Feeling slightly guilty about devoting so much time to her own private room, she resolved to spend the next few weeks just on the house—and on Christmas. She loved Christmas. She brought boxes out of the storage room at the back of the house and took out the decorations they had used for eight years. She went into the village and bought a wreath, which she decorated herself with an enormous plaid bow and pinecones and red berries she found on the moors. She wove fresh greens into the frame that held four Advent candles and bought new purple Advent tapers at Robinson’s Five and Ten. She
arranged these along the mantel in the dining room and felt melancholy; this was their first Christmas away from Boston, and they would be lonely here, knowing no one.

Sunday morning she rose, dressed, and went off to church by herself, partly because she loved church, especially at Christmas, but partly from a need just to
see
other people. It was interesting to her that John, who ordinarily lived among crowds of friends and colleagues, was showing no signs of missing others around him and in fact seemed quite content with his new solitude. He was still sleeping when she returned at noon, and so she spent the next hour setting up the crèche on one of the living room end tables. She had made the crèche when she was thirteen and had sculpted the small pieces from clay and painted them herself, in brilliant colors. Her art teacher, who had doted on her, fired the pieces for her, and her parents had set these awkward, homely pieces in a place of honor on the marble mantel in their elegant living room. Now Willy set them up every Christmas and smiled to see her long-nosed Virgin Mary, her spindly Joseph, her lopsided and bucktoothed wise men.

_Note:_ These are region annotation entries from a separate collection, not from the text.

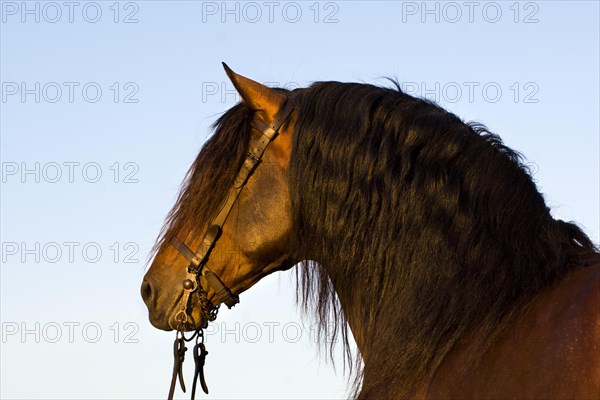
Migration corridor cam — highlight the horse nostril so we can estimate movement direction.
[141,278,152,304]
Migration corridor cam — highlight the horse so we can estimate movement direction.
[141,64,600,400]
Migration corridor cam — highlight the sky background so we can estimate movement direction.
[0,1,600,399]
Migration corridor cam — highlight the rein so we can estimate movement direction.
[168,98,294,400]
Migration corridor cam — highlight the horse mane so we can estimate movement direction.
[151,82,597,398]
[289,82,597,398]
[150,103,254,258]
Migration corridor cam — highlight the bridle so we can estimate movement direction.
[168,98,294,400]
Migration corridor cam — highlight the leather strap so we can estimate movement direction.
[170,99,294,308]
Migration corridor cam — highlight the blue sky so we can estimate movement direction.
[0,1,600,399]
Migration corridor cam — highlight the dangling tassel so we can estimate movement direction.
[192,333,208,400]
[168,331,187,400]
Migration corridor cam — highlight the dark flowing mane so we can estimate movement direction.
[154,82,597,398]
[151,103,253,256]
[290,82,596,398]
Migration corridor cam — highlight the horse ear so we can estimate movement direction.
[223,63,286,124]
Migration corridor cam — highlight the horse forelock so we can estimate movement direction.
[289,82,596,398]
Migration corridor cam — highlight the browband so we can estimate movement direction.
[170,98,294,308]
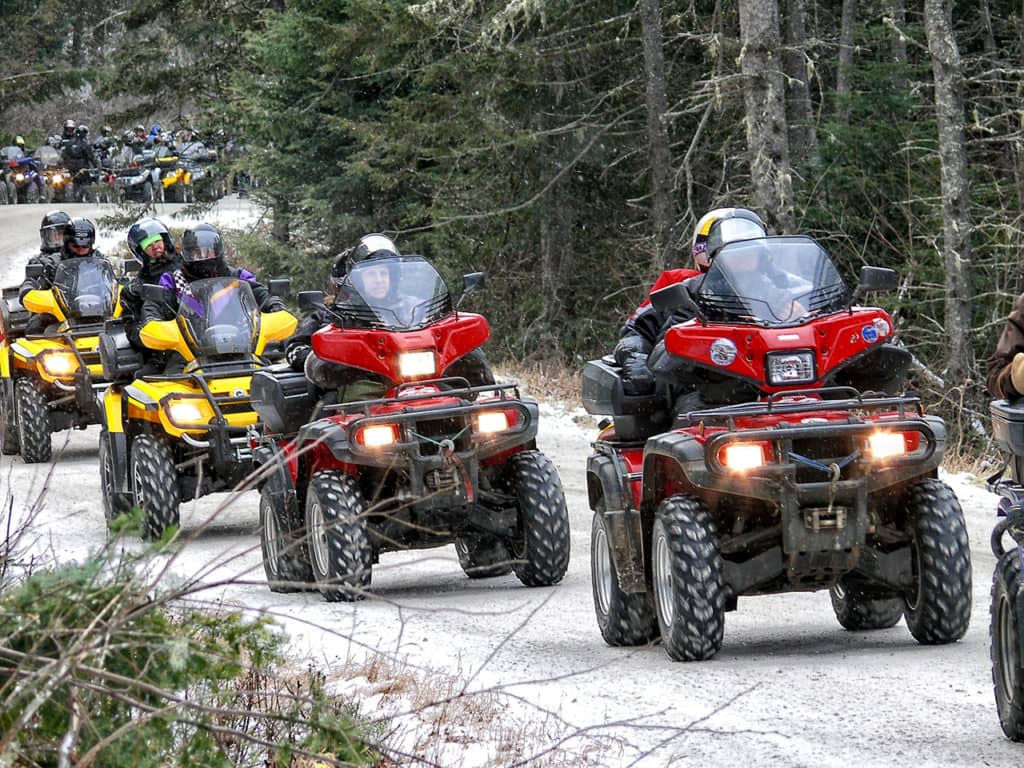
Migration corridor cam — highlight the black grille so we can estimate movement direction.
[413,416,470,456]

Later, she and John read the Sunday papers, then took a long walk on the beach, wrapped up in wool scarves, hats, coats, and gloves. It was cold and windy; winter was coming on. They ate thick, juicy cheeseburgers at the Brotherhood and watched
Masterpiece Theatre
. Willy went to bed then with a book, because John, who hadn’t worked all day, decided to go up to the attic to look over the painting he had just finished. He stayed there for an hour or so. When he returned, he was in a good humor, pleased with what he had accomplished that week, and he went downstairs to get them each a Courvoisier. They sat in bed like buddies, sipping their brandy and talking. There was no more mention of ghosts. A week had passed without any sign of the ghost, and while they had not forgotten the incident, it had faded in importance; soon it would be just a good story to tell.

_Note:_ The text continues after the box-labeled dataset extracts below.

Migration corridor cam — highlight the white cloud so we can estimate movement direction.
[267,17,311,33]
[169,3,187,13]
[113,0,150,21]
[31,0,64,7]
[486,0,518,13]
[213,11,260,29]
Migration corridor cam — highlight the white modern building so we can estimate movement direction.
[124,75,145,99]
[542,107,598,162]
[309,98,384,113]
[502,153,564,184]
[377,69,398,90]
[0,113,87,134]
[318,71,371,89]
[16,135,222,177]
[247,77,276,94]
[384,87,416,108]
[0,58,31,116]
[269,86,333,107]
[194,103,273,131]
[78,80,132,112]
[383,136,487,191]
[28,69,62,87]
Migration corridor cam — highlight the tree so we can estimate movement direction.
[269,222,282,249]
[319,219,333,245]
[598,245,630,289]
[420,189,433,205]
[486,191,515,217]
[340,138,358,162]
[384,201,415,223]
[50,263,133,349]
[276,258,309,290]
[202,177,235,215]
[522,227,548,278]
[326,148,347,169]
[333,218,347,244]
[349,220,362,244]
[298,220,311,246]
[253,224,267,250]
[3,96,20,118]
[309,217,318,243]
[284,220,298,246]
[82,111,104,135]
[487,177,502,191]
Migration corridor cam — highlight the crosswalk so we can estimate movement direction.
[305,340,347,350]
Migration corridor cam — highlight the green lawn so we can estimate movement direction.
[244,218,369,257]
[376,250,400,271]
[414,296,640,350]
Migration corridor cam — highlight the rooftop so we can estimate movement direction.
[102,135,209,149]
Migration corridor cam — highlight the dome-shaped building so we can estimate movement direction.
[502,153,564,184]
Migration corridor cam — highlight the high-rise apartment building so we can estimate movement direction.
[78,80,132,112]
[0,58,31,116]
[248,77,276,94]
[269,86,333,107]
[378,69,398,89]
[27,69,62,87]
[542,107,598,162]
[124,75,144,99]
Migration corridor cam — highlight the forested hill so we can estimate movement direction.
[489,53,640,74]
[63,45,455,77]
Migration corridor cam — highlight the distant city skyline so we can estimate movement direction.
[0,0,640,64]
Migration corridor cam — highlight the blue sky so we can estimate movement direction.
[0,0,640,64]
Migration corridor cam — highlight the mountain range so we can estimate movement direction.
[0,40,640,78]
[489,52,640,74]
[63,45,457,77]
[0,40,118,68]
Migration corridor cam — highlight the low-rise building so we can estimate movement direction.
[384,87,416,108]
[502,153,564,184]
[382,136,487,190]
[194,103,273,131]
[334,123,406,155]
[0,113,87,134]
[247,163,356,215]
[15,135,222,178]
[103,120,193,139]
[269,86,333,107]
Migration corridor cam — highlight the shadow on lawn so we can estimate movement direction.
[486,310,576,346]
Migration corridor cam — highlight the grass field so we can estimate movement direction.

Another week passed, ghost-free.

On Saturday morning, Willy nuzzled next to John as they lay stretching in their warm bed.

“Guess what,” she said. “You’re taking the day off. Don’t argue. I haven’t seen
you all week, and I won’t let you work today. This is worse than when you worked for the Blackstone Group. I want to go Christmas shopping today. I want to walk around town with you and look at the lights and the shops. Come on, sweetie, be a sport,” she teased, running her hands over his body, touching him in persuasive places.

John thought about it. He had finished the last feather-and-shell painting yesterday; he was at a good stopping place. “Okay,” he said. “I’m all yours today.”

While he was shaving, he called Willy into the bathroom. “Look,” he said, pointing to his mustache. He hadn’t clipped it for a long time, and it was growing longer than he’d ever let it get before. “What would you think if I let it grow like this?” he asked, indicating with his hands how the mustache would droop down around the ends of his mouth.